Однажды, почти случайно, я увидел по телевизору отрывок передачи про Оптину пустынь. Позже я узнал, что это было интервью с ныне покойным игуменом Феодором. Ничего особенного он вроде бы не рассказывал, но меня поразила та неподдельная, чистая радость, которой светилось его лицо. Не знаю почему, но это произвело на меня сильное впечатление. Я сидел у экрана затаив дыхание и чувствовал, что в жизни моей случилось то самое настоящее, которого я искал всегда, с самого детства. Под впечатлением от увиденного я решил во что бы то ни стало побывать в Оптиной пустыни.

Но время прошло, эмоции улеглись, и я никуда не поехал, беспечно полагая, что жизнь моя устроится как-нибудь сама собой.

Однако к лету 1992 года тучи над нашей семьей сгустились, и прозвучали первые раскаты приближающейся грозы. Агрономический талант брата нашел применение в производстве наркотического сырья такого качества, что им немедленно заинтересовались бандиты, которых тогда было великое множество. Начались угрозы, бесцеремонные вторжения, «наезды», повергающие всех нас в состояние гнетущей, возрастающей с каждым днем безысходности. Казалось, вот-вот разразится ужасная катастрофа.

В один из таких дней я, употребив «запрещенный продукт», приготовился уже погрузиться в привычно-бредовый мир, как вдруг перед моим внутренним взором предстала… икона Божией Матери с Предвечным Младенцем на руках. Это не была галлюцинация или плод расстроенного воображения, но именно мгновенное и полное отрезвление, совершенно неожиданное для меня и тем более потрясающее.

Икона была деревянная, без оклада, и я успел рассмотреть и запомнить ее основные черты. А в следующий миг сердце мое как бы рухнуло перед нахлынувшей благодатной волной, и я неожиданно для себя разрыдался в болезненном и горьком бессилии. Я как будто предстал перед Светом во всем своем непотребстве, и мне хотелось остаться со Светом, но за спиной стоял мир, и я знал, что никак не могу с этим миром справиться.

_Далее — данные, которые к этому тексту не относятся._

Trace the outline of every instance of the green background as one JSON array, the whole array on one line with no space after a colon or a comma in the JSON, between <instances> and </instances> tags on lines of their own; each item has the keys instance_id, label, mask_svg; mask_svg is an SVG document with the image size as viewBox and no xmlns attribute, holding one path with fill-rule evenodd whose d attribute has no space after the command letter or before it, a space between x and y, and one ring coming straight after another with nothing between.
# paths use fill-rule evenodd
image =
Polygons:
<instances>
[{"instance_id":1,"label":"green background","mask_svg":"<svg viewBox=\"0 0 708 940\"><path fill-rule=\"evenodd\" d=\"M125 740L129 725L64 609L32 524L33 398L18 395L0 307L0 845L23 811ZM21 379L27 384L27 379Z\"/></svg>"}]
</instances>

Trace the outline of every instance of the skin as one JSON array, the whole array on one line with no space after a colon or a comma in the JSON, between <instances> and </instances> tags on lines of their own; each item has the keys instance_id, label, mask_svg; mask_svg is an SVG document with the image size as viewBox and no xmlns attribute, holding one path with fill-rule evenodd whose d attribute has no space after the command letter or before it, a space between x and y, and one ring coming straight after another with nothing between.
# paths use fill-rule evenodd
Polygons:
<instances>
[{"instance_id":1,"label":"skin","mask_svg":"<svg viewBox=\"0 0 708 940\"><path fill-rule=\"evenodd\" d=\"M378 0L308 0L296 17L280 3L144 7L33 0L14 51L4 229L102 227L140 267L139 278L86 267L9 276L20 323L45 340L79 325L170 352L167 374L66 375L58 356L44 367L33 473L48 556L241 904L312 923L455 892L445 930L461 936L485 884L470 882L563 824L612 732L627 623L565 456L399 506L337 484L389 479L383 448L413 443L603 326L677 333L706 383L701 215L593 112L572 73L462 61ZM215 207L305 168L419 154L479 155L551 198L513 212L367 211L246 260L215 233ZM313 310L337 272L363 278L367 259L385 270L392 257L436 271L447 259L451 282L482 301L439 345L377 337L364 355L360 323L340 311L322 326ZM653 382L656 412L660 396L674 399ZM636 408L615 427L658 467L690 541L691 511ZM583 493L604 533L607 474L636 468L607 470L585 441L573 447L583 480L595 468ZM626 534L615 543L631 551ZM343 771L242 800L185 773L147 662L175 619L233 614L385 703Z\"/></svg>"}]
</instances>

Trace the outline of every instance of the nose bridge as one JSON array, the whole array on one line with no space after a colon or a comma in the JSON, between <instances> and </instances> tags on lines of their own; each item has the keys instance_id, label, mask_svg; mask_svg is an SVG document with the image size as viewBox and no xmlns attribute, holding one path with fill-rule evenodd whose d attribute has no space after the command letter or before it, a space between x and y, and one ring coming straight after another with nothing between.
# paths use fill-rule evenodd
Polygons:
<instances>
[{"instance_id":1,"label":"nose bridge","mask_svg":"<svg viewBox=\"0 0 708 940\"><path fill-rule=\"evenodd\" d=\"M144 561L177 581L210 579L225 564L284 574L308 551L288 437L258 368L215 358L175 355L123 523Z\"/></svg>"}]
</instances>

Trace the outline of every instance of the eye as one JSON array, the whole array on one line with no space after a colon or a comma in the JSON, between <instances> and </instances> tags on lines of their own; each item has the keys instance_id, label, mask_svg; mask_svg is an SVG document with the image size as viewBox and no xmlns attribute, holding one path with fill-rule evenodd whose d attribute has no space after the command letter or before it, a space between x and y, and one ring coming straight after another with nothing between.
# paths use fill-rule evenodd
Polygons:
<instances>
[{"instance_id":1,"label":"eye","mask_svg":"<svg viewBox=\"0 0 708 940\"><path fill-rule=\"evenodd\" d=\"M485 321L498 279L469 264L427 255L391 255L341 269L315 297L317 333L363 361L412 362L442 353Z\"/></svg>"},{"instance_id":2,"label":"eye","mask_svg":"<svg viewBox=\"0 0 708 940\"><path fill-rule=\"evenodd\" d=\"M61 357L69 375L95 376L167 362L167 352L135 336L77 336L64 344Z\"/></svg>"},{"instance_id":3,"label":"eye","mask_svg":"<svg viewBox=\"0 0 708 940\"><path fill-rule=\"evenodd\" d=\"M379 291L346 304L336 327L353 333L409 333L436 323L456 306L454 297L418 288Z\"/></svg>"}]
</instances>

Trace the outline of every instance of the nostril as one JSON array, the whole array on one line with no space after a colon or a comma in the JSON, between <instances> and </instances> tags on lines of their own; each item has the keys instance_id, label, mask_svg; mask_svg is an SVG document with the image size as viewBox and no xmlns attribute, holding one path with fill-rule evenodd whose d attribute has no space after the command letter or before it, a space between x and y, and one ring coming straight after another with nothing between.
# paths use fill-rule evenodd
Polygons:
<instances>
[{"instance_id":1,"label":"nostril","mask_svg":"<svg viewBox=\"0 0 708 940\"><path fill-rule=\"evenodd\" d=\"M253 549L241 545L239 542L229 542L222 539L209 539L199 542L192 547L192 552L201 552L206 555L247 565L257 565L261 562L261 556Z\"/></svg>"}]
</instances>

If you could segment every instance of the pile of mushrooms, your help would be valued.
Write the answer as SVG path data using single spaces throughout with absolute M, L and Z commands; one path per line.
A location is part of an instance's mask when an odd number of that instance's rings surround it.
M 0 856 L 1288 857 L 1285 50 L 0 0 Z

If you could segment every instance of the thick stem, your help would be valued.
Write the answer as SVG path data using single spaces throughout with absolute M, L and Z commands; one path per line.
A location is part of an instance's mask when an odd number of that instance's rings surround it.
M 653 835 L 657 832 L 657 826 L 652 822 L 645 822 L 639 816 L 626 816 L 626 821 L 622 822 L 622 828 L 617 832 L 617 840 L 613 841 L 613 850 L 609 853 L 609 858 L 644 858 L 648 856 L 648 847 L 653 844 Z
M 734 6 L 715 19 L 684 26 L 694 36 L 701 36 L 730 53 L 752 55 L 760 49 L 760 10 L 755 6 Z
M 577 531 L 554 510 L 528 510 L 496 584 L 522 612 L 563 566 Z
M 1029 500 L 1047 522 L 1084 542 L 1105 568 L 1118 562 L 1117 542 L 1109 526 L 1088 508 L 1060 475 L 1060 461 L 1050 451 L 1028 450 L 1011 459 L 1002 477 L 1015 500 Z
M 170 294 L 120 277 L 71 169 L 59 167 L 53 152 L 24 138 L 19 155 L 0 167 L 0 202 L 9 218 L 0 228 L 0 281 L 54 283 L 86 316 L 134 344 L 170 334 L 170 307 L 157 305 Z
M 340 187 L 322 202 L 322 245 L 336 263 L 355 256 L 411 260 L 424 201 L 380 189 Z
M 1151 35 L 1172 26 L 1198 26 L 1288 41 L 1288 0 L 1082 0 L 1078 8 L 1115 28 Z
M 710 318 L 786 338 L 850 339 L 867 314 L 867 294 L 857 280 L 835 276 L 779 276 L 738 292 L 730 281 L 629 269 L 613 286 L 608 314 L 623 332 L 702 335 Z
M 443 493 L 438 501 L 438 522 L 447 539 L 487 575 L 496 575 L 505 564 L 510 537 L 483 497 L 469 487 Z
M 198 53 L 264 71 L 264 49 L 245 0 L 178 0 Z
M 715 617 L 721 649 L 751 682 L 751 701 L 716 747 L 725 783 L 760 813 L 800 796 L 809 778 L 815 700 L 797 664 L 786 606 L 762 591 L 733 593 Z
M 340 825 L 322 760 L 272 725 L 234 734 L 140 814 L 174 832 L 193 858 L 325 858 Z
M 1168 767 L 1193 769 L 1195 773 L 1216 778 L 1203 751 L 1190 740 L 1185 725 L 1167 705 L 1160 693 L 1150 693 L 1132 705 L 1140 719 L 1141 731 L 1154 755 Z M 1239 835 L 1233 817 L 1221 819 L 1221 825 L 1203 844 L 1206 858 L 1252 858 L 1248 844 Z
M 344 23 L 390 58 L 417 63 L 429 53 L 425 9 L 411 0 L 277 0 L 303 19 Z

Случай этот, опять же, произвел на меня сильное впечатление и подействовал вот каким образом: все последнее время я мучительно выбирал свой путь. Меня манил и увлекал Восток с его очарованием, тайной, мечтой, но и Россия стояла перед глазами — такая расхлябанная и убогая, но родная, и от этого уж никак невозможно было отделаться. В отчаянии я пытался соединить все в одно, но в результате чуть не свихнулся и лишь осознал с беспощадной очевидностью, что выбора мне не избежать.

Явление иконы Божией Матери — покровительницы Руси — я воспринял как ясное указание на то, что путь мой лежит в отечественной — православной традиции. Так в душе совершился перелом, сказавшийся на всей моей последующей жизни.

Прошло еще немного времени, наступил сентябрь, и вот однажды вечером, после тягостной сцены, о которой я сейчас не буду рассказывать, решимость моя созрела.

В маленький рюкзак я собрал все самое необходимое, купил на утро билет и как был — в летней одежде, — не задумываясь о сроках, отправился в Оптину пустынь.